Washington, July 13: Corporate America's struggle to win back investors jaded by financial scandal got a jolt last week when Microsoft Corp said it would jettison stock options, once the golden egg of the internet age but now a tarnished symbol of fat-cat greed. Starting in September, Microsoft will abandon the practice of awarding stock options to executives and workers, giving them the chance to earn actual shares instead, the company said July 8.

Microsoft added that it would account for stock-based compensation as an expense on its balance sheet for fiscal 2004, which began July 1. The company took the decision after employees expressed "angst" about the options plan, chief executive Steve Ballmer told reporters.

Stock options give bearers the right to buy shares at a fixed price over a specified period, essentially gambling that the price will have risen by the time they convert the options into actual shares, which they then keep or sell.

In recent years, however, Microsoft shares have fallen.

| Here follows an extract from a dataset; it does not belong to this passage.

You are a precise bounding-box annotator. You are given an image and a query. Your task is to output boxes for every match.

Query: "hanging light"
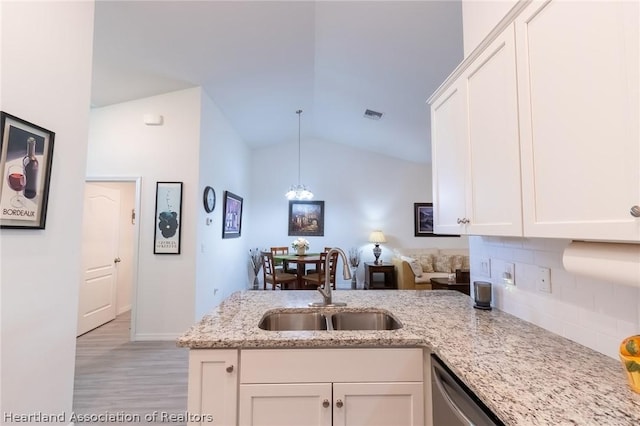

The announcement also came amid pressure from investors and regulators alarmed by a plague of US corporate scandals involving management chicanery and revelations that bosses had enriched themselves even as they laid off workers and misled shareholders savaged by the markets. "All firms are now looked at with suspicion, so what might be considered the smarter ones are trying to get out ahead of that," said Randall Dodd, director of the Washington-based research group financial policy forum.